In the analysis of the risk-free scenario, we found that during extended periods of driving, the driver may show a series of dynamic changes in personality states related to driving time and driving situation, such as intersections. Similarly, in the interaction with the pedestrian, even if the driving distance was short, the personality states fluctuated due to the different influences of high- and low-risk scenarios on drivers of different personality states. It can be seen from the above that Driver 1 had a more extroverted personality state in the risk-free scenario. Therefore, this section takes this driver as an example with which to analyze the changes of personality states of a driver with an extroverted personality baseline.
Figure 10 and Figure 11 show the personality state changes of Driver 1 in high- and low-risk scenarios related to the driving distance and driving time, respectively. Table 6 shows changes in the specific personality states and data of relevant indexes. This section includes data from both high- and low-risk scenarios.
In the high-risk scenario, when the driver reached 105 m (7.37 s), the pedestrian began to cross the street. As the bus obscured the driver’s optical line of sight, the tested driver could not see the pedestrian and continued to drive at a high speed. After 1.35 s, the pedestrian walked past the bus and came into the driver’s view. At this time, the driver reached 125 m and made the braking response quickly and cautiously at 138 m (9.70 s), where the personality state showed conscientiousness. Because of the high speed, the interaction distance and time between the pedestrian and the driver were shorter and the collision risk was higher than in the low-risk scenario. After adjusting the speed, the driver interacted with the pedestrian at 145 m; although the risk was high, there was no collision, and the personality state was agreeableness. Due to the intense driving, the driver maintained agreeableness to 200 m (17.60 s), then gradually returned to his normal state, and carefully accelerated to 250 m where the personality state was conscientiousness. The driver finally completed the driving at 21.45 s.
In the low-risk scenario, the pedestrian began to cross the street at 7.72 s, and the driver had a better line of sight because there was no obstruction in the scene. When the driver saw the pedestrian at 131 m (10.25 s), he was farther away from the pedestrian and traveling at a lower speed, and there was plenty of time to make the deceleration adjustment. In this process, the driver maintained his personality baseline, i.e., extroversion.
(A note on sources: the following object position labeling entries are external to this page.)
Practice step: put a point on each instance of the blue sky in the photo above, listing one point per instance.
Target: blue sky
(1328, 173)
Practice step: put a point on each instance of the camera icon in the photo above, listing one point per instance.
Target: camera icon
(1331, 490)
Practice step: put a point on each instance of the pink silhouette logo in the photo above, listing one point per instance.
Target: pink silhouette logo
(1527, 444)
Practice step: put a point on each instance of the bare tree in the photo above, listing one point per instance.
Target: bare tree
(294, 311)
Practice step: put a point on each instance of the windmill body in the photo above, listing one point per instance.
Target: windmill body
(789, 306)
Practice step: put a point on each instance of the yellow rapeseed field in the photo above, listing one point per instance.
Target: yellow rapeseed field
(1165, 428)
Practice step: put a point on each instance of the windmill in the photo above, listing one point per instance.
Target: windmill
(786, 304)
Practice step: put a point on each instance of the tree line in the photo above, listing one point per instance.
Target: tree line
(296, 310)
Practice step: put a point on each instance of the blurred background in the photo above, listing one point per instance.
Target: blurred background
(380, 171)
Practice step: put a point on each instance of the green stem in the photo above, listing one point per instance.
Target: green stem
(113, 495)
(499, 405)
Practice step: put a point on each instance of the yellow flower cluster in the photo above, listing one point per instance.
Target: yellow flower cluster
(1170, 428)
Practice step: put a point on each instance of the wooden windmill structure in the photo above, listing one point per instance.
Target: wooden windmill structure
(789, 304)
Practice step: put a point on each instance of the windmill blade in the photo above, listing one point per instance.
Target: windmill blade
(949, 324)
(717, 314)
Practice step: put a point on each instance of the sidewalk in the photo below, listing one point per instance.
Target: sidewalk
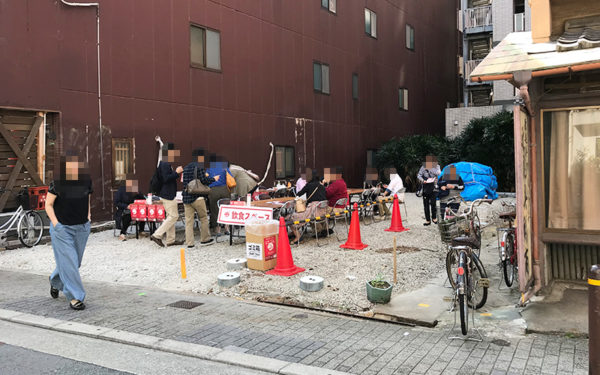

Before the driver reached 145 m (15.35 s), the pedestrian had safely passed through the driving lane, so the interactive risk was low, and the driver’s personality state was agreeableness. The driver continued to drive, cautious in the process of acceleration due to the influence of pedestrian crossing behavior, and showed the state of conscientiousness. After entering Segment 5, the speed fluctuation value of the driver was low, the personality state returns to extroversion, and the driver reached 250 m at 28.57 s.
To sum up, it is not difficult to see that in the high-risk scenario, the blocking of view by the bus in front of the bus stop had a great impact on the driving behavior of drivers, and the changes of personality states were also more abundant. Therefore, we believe that in the same driving scene, when evaluating the reasons for different performances of drivers, the impact of specific situations on the drivers’ personality states in addition to driving ability and experience cannot be underestimated.

5. Conclusions

In this paper, we addressed the relationship between personality states and driving behavior from the dynamic perspective, and selected risk scenarios triggered by a pedestrian crossing the street as the research background. We identified three indicators to characterize personality, and K-means clustering algorithm was used to obtain thresholds for each index. On this basis, we analyzed the dynamic changes of personality states in the risk scenes.
The results showed that even in the risk-free scenario, specific driving operations such as car-following and lane-changing can still exert influence on personality state, which is in line with the theory of dynamic personality. When the changes of personality states in risky scenarios were compared, the results showed that in the high-risk scenario, the driver’s personality states changed more abundantly, and the time required to restore the personality baseline was also longer.
This paper provides a novel idea for the analysis of driving behavior, which fully combines the dynamic change of personality states with analysis of the driving environment. After analyzing the changing patterns of personality states, fundamental education could be provided for drivers to reduce the proportion of risky driving behavior and improve road safety.
Although this paper involved extended research, there were still some limitations that should be acknowledged. We considered two risk scenarios, but there are many other risk scenarios that were not considered. We will analyze the impact of risk degree of scenarios on personality states in the future. In addition, because of the small sample size, the representative change rules of the five kinds of personality state could not be summarized. Due to the short test, a potential bias could have been introduced by individual learning processes. In future research, it will be necessary to expand the sample coverage and to extend the experimental period.

Author Contributions

Conceptualization, F.W. and J.Z.; methodology, S.W.; software, S.L.; validation, F.W., S.W. and S.L.; formal analysis, W.H.; investigation, F.W.; resources, J.Z.; data curation, F.W.; writing—original draft preparation, F.W.; writing—review and editing, W.H.; visualization, J.Z.; supervision, S.W.; project administration, F.W.; funding acquisition, J.Z. All authors have read and agreed to the published version of the manuscript.

Funding

This research was funded by the National Natural Science Foundation of China, grant number 71801144, the Natural Science Foundation of Shandong Province, grant number ZR2019MF056, and the Science and Technology Innovation Fund for Graduate Students of Shandong University of Science and Technology, grant number SDKDYC190227.

Conflicts of Interest

The authors declare no conflict of interest.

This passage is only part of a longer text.